Dorsey v. Nold

In Dorsey v. Nold, 362 Md. 241, 256, 765 A.2d 79 (2001) the Court of Appeals reversed the circuit court's exclusion of a witness's testimony as a sanction for violation of a scheduling order requiring all expert witnesses to be identified by a specified date. The Court held that the circuit court's classification of the excluded witness as an expert whose opinion was developed in preparation for litigation was inaccurate. Id. The Court reasoned that, because the witness in question, although a medical expert, had developed his opinion regarding the cause of death while performing an autopsy on the petitioners' deceased child without the consideration of future litigation, the petitioners' failure to inform the respondent that they wished to call the witness by the date listed in the scheduling order for compliance with Maryland Rule 2-402(e)(1) was not a violation of the scheduling order.

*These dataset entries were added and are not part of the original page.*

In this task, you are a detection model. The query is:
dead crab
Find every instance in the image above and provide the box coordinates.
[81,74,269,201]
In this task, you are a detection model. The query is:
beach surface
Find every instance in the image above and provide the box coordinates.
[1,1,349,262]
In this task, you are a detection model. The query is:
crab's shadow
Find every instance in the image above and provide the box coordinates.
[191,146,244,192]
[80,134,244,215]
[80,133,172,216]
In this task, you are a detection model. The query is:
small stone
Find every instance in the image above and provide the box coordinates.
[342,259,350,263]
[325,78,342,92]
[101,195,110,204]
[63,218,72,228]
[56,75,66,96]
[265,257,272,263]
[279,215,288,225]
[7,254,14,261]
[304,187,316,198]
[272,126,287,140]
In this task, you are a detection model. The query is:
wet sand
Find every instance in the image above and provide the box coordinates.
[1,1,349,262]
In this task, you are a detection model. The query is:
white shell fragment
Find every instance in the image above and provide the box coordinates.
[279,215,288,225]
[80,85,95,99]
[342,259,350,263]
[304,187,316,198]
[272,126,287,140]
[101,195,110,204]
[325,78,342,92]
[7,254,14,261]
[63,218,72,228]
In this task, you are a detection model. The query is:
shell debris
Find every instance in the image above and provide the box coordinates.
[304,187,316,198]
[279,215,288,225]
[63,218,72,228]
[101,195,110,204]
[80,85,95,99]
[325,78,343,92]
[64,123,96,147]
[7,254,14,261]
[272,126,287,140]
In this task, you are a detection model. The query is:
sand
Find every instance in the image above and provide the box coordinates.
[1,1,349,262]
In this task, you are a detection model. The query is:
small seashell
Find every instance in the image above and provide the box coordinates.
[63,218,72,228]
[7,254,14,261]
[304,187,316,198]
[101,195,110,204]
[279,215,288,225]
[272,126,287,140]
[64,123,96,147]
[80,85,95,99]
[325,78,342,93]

Id. at 245, 259-60. Although "sanctions are available for the violation of directives in scheduling orders," the Court of Appeals determined it inappropriate for the circuit court to impose sanctions in that case. Id. at 256, 260. In Dorsey, 362 Md. at 253, the Court explained the scope of Maryland Rule 2-402(e)(1) as follows: Maryland Rule 2-402(e)(1), deals with experts intended to be called as witnesses, and discovery of the findings and opinions of such experts, otherwise discoverable and "acquired or developed in anticipation of litigation or for trial." The Court of Appeals held that a trial court did not abuse its discretion when it failed to admit evidence that a defendant physician had failed a board certification exam. Id., supra, at 250-51. The Court noted that "although a physician's failure to pass a board certification examination has been held admissible when the physician testifies as an expert, as being relevant to his or her qualifications as an expert, the general rule is that a physician's inability to pass a medical board certification exam has little, if any, relevance to the issue of whether the physician complied with the standard of care required in his or her treatment of a patient." Id., supra, at 250. The Court concluded that "the fact of failure of a board certification examination makes it neither more nor less probable that the physician complied with or departed from the applicable standard of care in the diagnosis or treatment of a particular patient for a particular condition." Id., supra, at 250-51.